## Intro
In this notebook, we will go through each of the steps taken behind `pipline` separately and then compare the results to ensure that the step were correctly taken.

## Tokenizer

In [8]:
from transformers import AutoTokenizer

# Load the tokenizer
checkpoint = "distilbert-base-uncased-finetuned-sst-2-english"
tokenizer = AutoTokenizer.from_pretrained(checkpoint)

# Raw input
raw_inputs = [
    "These days the weather has been a little too hot.",
    "I really want this for you, girl!",
    "You'd better not bring her into this!"
]

# Tokenize
inputs = tokenizer(raw_inputs, padding=True, truncation=True, return_tensors="pt")
inputs

{'input_ids': tensor([[ 101, 2122, 2420, 1996, 4633, 2038, 2042, 1037, 2210, 2205, 2980, 1012,
          102],
        [ 101, 1045, 2428, 2215, 2023, 2005, 2017, 1010, 2611,  999,  102,    0,
            0],
        [ 101, 2017, 1005, 1040, 2488, 2025, 3288, 2014, 2046, 2023,  999,  102,
            0]]), 'attention_mask': tensor([[1, 1, 1, 1, 1, 1, 1, 1, 1, 1, 1, 1, 1],
        [1, 1, 1, 1, 1, 1, 1, 1, 1, 1, 1, 0, 0],
        [1, 1, 1, 1, 1, 1, 1, 1, 1, 1, 1, 1, 0]])}

## Model


In [11]:
from transformers import AutoModelForSequenceClassification

# Load model from checkpoint
classifier = AutoModelForSequenceClassification.from_pretrained(checkpoint)

# Estimate logits
outputs = classifier(**inputs)
outputs

SequenceClassifierOutput(loss=None, logits=tensor([[ 4.0402, -3.3439],
        [-4.0005,  4.2854],
        [ 3.7932, -3.1592]], grad_fn=<AddmmBackward0>), hidden_states=None, attentions=None)

## Post Processing

In [36]:
from torch.nn.functional import softmax

# Convert logits to probabilities
predictions = softmax(outputs.logits, dim=-1)

# Find the labels
print(classifier.config.id2label)

for i in range(predictions.shape[0]):
  print([item.item() for item in predictions[i]])

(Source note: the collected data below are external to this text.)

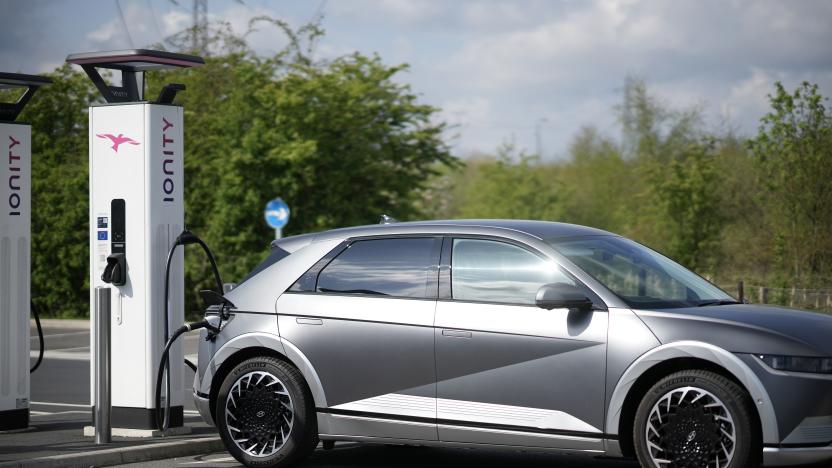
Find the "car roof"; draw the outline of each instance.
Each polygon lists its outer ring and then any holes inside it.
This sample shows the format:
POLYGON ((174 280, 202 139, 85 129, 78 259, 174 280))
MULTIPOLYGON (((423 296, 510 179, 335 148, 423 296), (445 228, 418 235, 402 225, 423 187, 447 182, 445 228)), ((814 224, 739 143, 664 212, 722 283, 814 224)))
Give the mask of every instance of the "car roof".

for i in predictions.argmax(axis=1):
  print(classifier.config.id2label[i.item()])

{0: 'NEGATIVE', 1: 'POSITIVE'}
[0.9993792772293091, 0.0006206354591995478]
[0.0002519783447496593, 0.9997480511665344]
[0.9990445971488953, 0.0009554324205964804]
NEGATIVE
POSITIVE
NEGATIVE


## Compare with Pipline

In [22]:
from transformers import pipeline

# pipeline
pipeline = pipeline("sentiment-analysis", model=checkpoint)

# predict
pipeline(raw_inputs)


Device set to use cuda:0


[{'label': 'NEGATIVE', 'score': 0.9993792772293091},
 {'label': 'POSITIVE', 'score': 0.9997480511665344},
 {'label': 'NEGATIVE', 'score': 0.9990445971488953}]

Matching the values we can see that our step-by-step implementation of `pipeline`, matches up well with using the high-level API call.